My suggestion is to not implement this kind of functionality in your RDBMS, if you do remember that select, update, insert, delete all place locks on pages in your table. If you do go forward with putting this functionality into a database then run your selects with a nolock locking hint if it is available on your platform to increase concurrency. Additionally if you have so many concurrent users, partition your tables vertically as dbarker suggested and place these database files on separate drives (not just volumes but separate hardware) to increase I/O concurrency.
So the question is, how to design this such that it scales? Any tips/hints?

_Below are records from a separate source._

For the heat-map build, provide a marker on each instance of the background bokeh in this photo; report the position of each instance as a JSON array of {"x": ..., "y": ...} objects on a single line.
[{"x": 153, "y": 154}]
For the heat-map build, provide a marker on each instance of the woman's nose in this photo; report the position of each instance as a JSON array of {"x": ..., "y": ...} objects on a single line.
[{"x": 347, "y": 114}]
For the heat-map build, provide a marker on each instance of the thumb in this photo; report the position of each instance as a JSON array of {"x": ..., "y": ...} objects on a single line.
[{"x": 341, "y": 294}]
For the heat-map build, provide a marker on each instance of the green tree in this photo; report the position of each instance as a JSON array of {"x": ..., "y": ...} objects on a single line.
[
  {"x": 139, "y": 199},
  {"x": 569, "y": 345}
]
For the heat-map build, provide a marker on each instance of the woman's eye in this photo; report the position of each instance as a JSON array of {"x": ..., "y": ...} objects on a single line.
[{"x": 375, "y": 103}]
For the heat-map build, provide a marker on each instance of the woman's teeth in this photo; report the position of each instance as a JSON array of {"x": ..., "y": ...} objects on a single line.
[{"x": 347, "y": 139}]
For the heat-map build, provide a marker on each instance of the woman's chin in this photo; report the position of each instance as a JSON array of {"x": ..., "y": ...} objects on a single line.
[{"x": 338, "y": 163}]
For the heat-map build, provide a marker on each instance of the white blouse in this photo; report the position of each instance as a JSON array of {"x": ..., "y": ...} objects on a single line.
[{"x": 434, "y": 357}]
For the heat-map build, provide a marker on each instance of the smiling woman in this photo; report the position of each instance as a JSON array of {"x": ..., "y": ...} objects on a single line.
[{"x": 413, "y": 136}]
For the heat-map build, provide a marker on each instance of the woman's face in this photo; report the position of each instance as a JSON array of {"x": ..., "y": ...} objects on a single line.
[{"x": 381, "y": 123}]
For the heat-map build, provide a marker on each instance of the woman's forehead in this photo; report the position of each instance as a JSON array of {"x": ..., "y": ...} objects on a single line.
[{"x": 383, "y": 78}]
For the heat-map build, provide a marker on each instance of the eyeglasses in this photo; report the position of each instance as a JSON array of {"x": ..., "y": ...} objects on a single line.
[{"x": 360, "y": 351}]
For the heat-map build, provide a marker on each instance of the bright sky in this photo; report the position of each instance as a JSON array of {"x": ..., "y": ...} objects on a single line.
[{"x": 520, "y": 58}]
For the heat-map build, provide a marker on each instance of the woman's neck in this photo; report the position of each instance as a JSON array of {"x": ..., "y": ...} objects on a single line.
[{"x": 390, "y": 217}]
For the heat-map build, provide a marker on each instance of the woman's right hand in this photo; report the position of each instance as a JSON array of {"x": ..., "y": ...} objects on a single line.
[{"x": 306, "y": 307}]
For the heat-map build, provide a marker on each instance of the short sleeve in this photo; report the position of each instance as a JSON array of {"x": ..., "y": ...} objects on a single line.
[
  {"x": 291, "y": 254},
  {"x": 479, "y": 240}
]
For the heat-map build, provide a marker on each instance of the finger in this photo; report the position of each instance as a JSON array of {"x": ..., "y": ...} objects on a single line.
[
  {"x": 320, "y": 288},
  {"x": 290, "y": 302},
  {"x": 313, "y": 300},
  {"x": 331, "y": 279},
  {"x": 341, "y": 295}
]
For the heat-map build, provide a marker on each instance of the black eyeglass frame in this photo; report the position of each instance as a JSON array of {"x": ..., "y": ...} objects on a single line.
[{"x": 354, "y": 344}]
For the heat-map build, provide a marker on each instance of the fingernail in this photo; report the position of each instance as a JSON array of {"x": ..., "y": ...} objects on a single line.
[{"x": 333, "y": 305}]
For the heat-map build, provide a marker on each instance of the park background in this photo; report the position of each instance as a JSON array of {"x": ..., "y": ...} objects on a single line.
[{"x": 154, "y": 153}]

Yes, you don't want to use a relational database for message queuing. What you are trying to do is not what a relational database is best designed for, and while you can do it, its kinda like driving in a nail with a screwdriver.
Instead, look at one of the many open source message queues out there, the guys at SecondLife have a neat wiki where they reviewed a lot of them.
http://wiki.secondlife.com/wiki/Message_Queue_Evaluation_Notes
This is an unavoidable problem - more messages, more time to find the requested ones. The only thing you can do is what you already did - add an index and turn O(n) look up time for a complete table scan into O(log(u) + m) for a clustered index look up where n is the number of total messages, u the number of users, and m the number of messages per user.
Limit the number of rows that your pull.php will display at any one time.
The more data you transfer, longer it will take to display the page, regardless of how great your DB is.
You must limit your data in the SQL, return the most recent N rows.
EDIT
Put an index on Recipient and it will speed it up. You'll need another column to distinguish rows if you want to take the top 50 or something, possibly SendDate or an auto incrementing field. A Clustered index will slow down inserts, so use a regular index there.
You could always have only one row per user and just concatenate messages together into one long record. If you're keeping messages for a long period of time, that isn't the best way to go, but it reduces your problem to a single find and concatenate at storage time and a single find at retrieve time. It's hard to say without more detail - part of what makes DB design hard is meeting all the goals of the system in a well-compromised way. Without all the details, its hard to give advice on the best compromise.
EDIT: I thought I was fairly clear on this, but evidently not: You would not do this unless you were blanking a reader's queue when he reads it. This is why I prompted for clarification.